In Brave‘s particular sense, the detail doesn’t appear to even make much sense. Like the drawing states, corsets like the one she wears didn’t exist in the era the film appears to be alluding to. It feels especially lazy here, particularly since it’s not like there’s a shortage of examples of oppression they could have drawn from. Granted, from the previews, the premise of the movie seems to be precisely about a girl who fights gendered cultural expectations oppressive norms, but if that’s the case, why is this particular element required? Mérida is perfectly justified in not liking corsets, but I feel there’s no reason why this should be an issue in this particular movie, other than as an easy way to score feminism points.
Sometimes I think that the reason why this particular trope is used is because corsets are no longer something women must wear, and therefore depicting them serves as a way to highlight oppression without suggesting that it continues to exist. It’s safe in a way that say, highlighting the way society–including, yes, Hollywood– continues to police women’s bodies isn’t.
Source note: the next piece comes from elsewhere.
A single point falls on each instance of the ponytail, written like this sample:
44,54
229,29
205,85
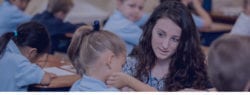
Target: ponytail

So what do I want? Basically, I’d like corsets not to be treated as something that would garner a monolithic reaction. I’d like an acknowledgment that just as women who dislike corsets exist, then so do women who enjoy wearing them, and that where one falls on that spectrum isn’t an indicator of their worth as a person. Maybe then scenes like the one in Brave would feel organic, rather than pandering.
* Obligatory TV Trope Link: Of Corset Hurts. Fun fact: The trope picture? Mine.